Well, at least that was the case at the top of the 6-string food chain. Every guitar shape and configuration was fair game for the transformative addition of choice, figured woods. A Stratocaster with a quilted-maple body? Bring it on. How about a Flying V with a chevron-flame top? Dean me, baby! Figured hardwood was like hot sauce: It raised the temperature and made everything better. And it also rendered guitars more expensive.
Anyone who has bought plain, maple lumber will have noticed that, every now and then, a few pieces will have a little curl or quilt figure in them. That’s because it’s an aberration in the growth of a tree—not a different species. As far as I know, you can’t just plant a field full of figured-maple trees (although I’m sure someone is trying). You’ve got to sort through the plain chaff to find the good stuff. And that takes time, which means money. It’s the scarcity that makes it costly, and the delicious, visual depth that makes it coveted.
Furniture makers have, of course, been adorning pricey tables, chairs, armoires, and bureaus with figured woods since there were castles to furnish. It follows that a top-of-the-line lute or violin should feature a sick piece of lavish hardwood, too. And hundreds of years later, the same principles and esthetics were passed down to guitar building.
Wood dealers follow a set of terms to describe and grade lumber for customers. This helps selection and facilitates pricing. The National Hardwood Lumber Association outlines wood attributes in their 100-plus-page rulebook so a builder can compare lumber in an apples-to-apples manner when buying from multiple sources. Most of the rules are for grading the face of boards for cleanness—which is the absence of defects like knots and wormholes—as well as the consistency of grain orientation. There’s not enough space here to go into all the specifics, but it’s interesting to note there are no guidelines for determining the amount of figure.
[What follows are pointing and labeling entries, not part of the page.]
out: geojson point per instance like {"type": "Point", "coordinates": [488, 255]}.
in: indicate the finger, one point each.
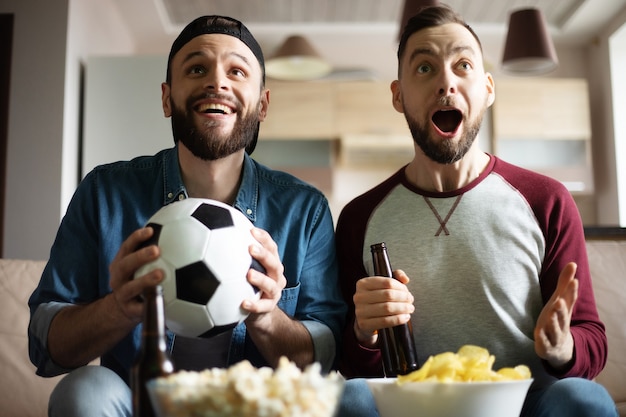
{"type": "Point", "coordinates": [378, 290]}
{"type": "Point", "coordinates": [268, 259]}
{"type": "Point", "coordinates": [268, 287]}
{"type": "Point", "coordinates": [401, 276]}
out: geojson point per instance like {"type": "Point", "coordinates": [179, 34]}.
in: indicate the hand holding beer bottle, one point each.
{"type": "Point", "coordinates": [397, 344]}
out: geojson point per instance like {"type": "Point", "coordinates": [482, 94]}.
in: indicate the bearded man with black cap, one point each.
{"type": "Point", "coordinates": [87, 306]}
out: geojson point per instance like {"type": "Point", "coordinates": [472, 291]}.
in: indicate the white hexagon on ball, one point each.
{"type": "Point", "coordinates": [204, 255]}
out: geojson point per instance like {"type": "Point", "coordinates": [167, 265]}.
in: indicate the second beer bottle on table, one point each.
{"type": "Point", "coordinates": [153, 360]}
{"type": "Point", "coordinates": [397, 344]}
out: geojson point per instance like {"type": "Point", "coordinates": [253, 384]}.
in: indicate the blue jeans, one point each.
{"type": "Point", "coordinates": [569, 397]}
{"type": "Point", "coordinates": [93, 391]}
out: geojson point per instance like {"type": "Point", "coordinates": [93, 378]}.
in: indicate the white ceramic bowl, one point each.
{"type": "Point", "coordinates": [244, 391]}
{"type": "Point", "coordinates": [455, 399]}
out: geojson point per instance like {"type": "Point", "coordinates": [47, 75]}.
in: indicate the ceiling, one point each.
{"type": "Point", "coordinates": [367, 29]}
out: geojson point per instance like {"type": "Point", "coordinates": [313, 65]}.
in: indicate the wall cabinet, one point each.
{"type": "Point", "coordinates": [329, 110]}
{"type": "Point", "coordinates": [299, 111]}
{"type": "Point", "coordinates": [544, 124]}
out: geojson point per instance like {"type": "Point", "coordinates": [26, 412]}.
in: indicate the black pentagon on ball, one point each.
{"type": "Point", "coordinates": [213, 217]}
{"type": "Point", "coordinates": [195, 283]}
{"type": "Point", "coordinates": [154, 240]}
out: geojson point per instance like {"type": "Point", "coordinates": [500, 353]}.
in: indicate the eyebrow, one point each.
{"type": "Point", "coordinates": [429, 51]}
{"type": "Point", "coordinates": [194, 54]}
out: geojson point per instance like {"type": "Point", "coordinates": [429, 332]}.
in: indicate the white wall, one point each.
{"type": "Point", "coordinates": [50, 38]}
{"type": "Point", "coordinates": [617, 49]}
{"type": "Point", "coordinates": [603, 121]}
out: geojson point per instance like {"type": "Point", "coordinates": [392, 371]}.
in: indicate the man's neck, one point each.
{"type": "Point", "coordinates": [218, 180]}
{"type": "Point", "coordinates": [432, 176]}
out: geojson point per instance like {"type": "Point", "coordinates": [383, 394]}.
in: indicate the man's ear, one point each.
{"type": "Point", "coordinates": [396, 96]}
{"type": "Point", "coordinates": [491, 89]}
{"type": "Point", "coordinates": [264, 104]}
{"type": "Point", "coordinates": [166, 99]}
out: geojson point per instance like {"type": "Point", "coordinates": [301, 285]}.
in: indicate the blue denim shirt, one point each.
{"type": "Point", "coordinates": [116, 199]}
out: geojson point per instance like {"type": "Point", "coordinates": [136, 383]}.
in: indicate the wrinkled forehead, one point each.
{"type": "Point", "coordinates": [443, 39]}
{"type": "Point", "coordinates": [217, 46]}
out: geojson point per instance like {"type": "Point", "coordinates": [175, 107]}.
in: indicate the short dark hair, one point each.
{"type": "Point", "coordinates": [431, 16]}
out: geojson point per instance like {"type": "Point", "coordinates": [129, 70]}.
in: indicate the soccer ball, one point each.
{"type": "Point", "coordinates": [204, 255]}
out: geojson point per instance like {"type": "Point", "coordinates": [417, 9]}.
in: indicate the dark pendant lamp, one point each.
{"type": "Point", "coordinates": [296, 59]}
{"type": "Point", "coordinates": [411, 7]}
{"type": "Point", "coordinates": [528, 49]}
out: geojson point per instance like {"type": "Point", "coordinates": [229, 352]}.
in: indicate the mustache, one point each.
{"type": "Point", "coordinates": [214, 96]}
{"type": "Point", "coordinates": [446, 101]}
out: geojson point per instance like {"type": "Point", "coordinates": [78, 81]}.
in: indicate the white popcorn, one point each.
{"type": "Point", "coordinates": [245, 391]}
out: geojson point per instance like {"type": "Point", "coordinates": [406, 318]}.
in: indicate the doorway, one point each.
{"type": "Point", "coordinates": [6, 43]}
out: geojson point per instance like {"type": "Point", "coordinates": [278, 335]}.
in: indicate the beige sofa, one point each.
{"type": "Point", "coordinates": [24, 394]}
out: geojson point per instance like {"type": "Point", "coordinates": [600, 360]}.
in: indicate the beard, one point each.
{"type": "Point", "coordinates": [204, 141]}
{"type": "Point", "coordinates": [444, 151]}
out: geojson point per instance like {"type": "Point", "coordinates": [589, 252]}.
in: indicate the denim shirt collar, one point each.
{"type": "Point", "coordinates": [247, 196]}
{"type": "Point", "coordinates": [173, 187]}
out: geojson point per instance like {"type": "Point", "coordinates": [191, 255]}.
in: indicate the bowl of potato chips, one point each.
{"type": "Point", "coordinates": [461, 384]}
{"type": "Point", "coordinates": [246, 391]}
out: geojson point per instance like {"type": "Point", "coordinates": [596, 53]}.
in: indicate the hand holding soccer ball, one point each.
{"type": "Point", "coordinates": [205, 259]}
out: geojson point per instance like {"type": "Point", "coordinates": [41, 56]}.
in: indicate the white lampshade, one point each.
{"type": "Point", "coordinates": [296, 59]}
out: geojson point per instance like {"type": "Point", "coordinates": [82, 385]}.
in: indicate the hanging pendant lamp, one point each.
{"type": "Point", "coordinates": [296, 59]}
{"type": "Point", "coordinates": [528, 49]}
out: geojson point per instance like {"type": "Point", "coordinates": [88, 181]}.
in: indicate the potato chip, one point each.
{"type": "Point", "coordinates": [469, 363]}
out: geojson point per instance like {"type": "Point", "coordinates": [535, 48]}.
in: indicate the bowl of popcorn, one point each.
{"type": "Point", "coordinates": [245, 391]}
{"type": "Point", "coordinates": [461, 384]}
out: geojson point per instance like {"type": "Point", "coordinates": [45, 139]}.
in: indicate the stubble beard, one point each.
{"type": "Point", "coordinates": [444, 151]}
{"type": "Point", "coordinates": [204, 141]}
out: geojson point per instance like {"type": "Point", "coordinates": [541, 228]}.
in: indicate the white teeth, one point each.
{"type": "Point", "coordinates": [214, 106]}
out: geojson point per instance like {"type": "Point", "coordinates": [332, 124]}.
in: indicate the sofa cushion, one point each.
{"type": "Point", "coordinates": [22, 392]}
{"type": "Point", "coordinates": [607, 261]}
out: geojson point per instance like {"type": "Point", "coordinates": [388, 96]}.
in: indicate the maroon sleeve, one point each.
{"type": "Point", "coordinates": [559, 218]}
{"type": "Point", "coordinates": [356, 360]}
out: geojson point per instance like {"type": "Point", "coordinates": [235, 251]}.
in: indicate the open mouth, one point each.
{"type": "Point", "coordinates": [215, 108]}
{"type": "Point", "coordinates": [447, 120]}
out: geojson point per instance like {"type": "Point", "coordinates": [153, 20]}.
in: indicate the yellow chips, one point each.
{"type": "Point", "coordinates": [470, 363]}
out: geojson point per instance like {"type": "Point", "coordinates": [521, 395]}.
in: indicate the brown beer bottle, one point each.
{"type": "Point", "coordinates": [397, 344]}
{"type": "Point", "coordinates": [153, 360]}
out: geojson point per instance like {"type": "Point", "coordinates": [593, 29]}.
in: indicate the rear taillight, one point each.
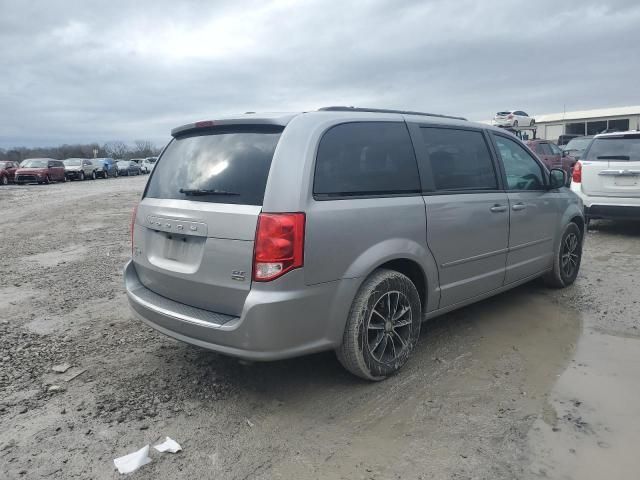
{"type": "Point", "coordinates": [576, 176]}
{"type": "Point", "coordinates": [133, 221]}
{"type": "Point", "coordinates": [279, 245]}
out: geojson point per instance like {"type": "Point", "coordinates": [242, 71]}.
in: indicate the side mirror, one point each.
{"type": "Point", "coordinates": [557, 178]}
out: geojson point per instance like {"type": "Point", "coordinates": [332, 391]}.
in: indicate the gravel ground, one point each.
{"type": "Point", "coordinates": [512, 387]}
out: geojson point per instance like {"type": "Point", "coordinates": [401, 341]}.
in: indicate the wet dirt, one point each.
{"type": "Point", "coordinates": [533, 383]}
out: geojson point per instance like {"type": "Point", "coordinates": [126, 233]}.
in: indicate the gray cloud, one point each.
{"type": "Point", "coordinates": [76, 71]}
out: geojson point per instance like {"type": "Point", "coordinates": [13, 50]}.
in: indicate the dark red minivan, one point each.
{"type": "Point", "coordinates": [7, 171]}
{"type": "Point", "coordinates": [551, 155]}
{"type": "Point", "coordinates": [40, 170]}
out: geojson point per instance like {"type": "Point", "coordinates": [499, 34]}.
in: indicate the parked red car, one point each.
{"type": "Point", "coordinates": [7, 171]}
{"type": "Point", "coordinates": [40, 170]}
{"type": "Point", "coordinates": [551, 155]}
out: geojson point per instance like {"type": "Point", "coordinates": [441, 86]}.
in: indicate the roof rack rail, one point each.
{"type": "Point", "coordinates": [382, 110]}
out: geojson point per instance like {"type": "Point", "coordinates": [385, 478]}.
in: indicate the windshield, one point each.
{"type": "Point", "coordinates": [226, 165]}
{"type": "Point", "coordinates": [578, 144]}
{"type": "Point", "coordinates": [35, 164]}
{"type": "Point", "coordinates": [615, 148]}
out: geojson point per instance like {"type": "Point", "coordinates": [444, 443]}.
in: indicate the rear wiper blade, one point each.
{"type": "Point", "coordinates": [203, 191]}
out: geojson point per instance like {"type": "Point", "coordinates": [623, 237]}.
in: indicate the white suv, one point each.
{"type": "Point", "coordinates": [607, 177]}
{"type": "Point", "coordinates": [513, 119]}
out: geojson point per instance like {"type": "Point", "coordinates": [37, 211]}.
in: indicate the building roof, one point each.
{"type": "Point", "coordinates": [584, 114]}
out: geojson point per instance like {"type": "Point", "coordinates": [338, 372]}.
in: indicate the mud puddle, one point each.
{"type": "Point", "coordinates": [596, 425]}
{"type": "Point", "coordinates": [484, 369]}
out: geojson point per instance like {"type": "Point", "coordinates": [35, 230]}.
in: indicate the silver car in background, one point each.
{"type": "Point", "coordinates": [271, 236]}
{"type": "Point", "coordinates": [80, 169]}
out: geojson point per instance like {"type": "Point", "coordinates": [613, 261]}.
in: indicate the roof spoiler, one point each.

For the most part, decorative- or figured-wood grading is a bit like the Wild West, with each vendor (and therefore builder) making determinations on his or her own without oversight. Typically, the figured woods are identified with letters: A, AA, AAA, and AAAA represent the quality level from lowest to highest. In this case, quality refers to the depth and consistency of the figure. Recently, however, there have been attempts to reconfigure marketing strategy by inventing “Five A” (AAAAA), as if a new stratum of the species had been discovered. Believe me, nature hasn’t heard this news yet.
Another ploy is to use terms outside the norm such as “10-Top” or “Master Grade.” I’ll cop to being part of this whole arms-race escalation and obfuscation, but what’s a guy to do? In our defense, builders are hard-pressed to lure customers with worn-out and boring descriptions from another era. Like you, we’re just trying to put food on the table for our families.
Do I think that figured tops are finished? Hardly. There is always change afoot, and there will always be a place for a new twist on an old concept.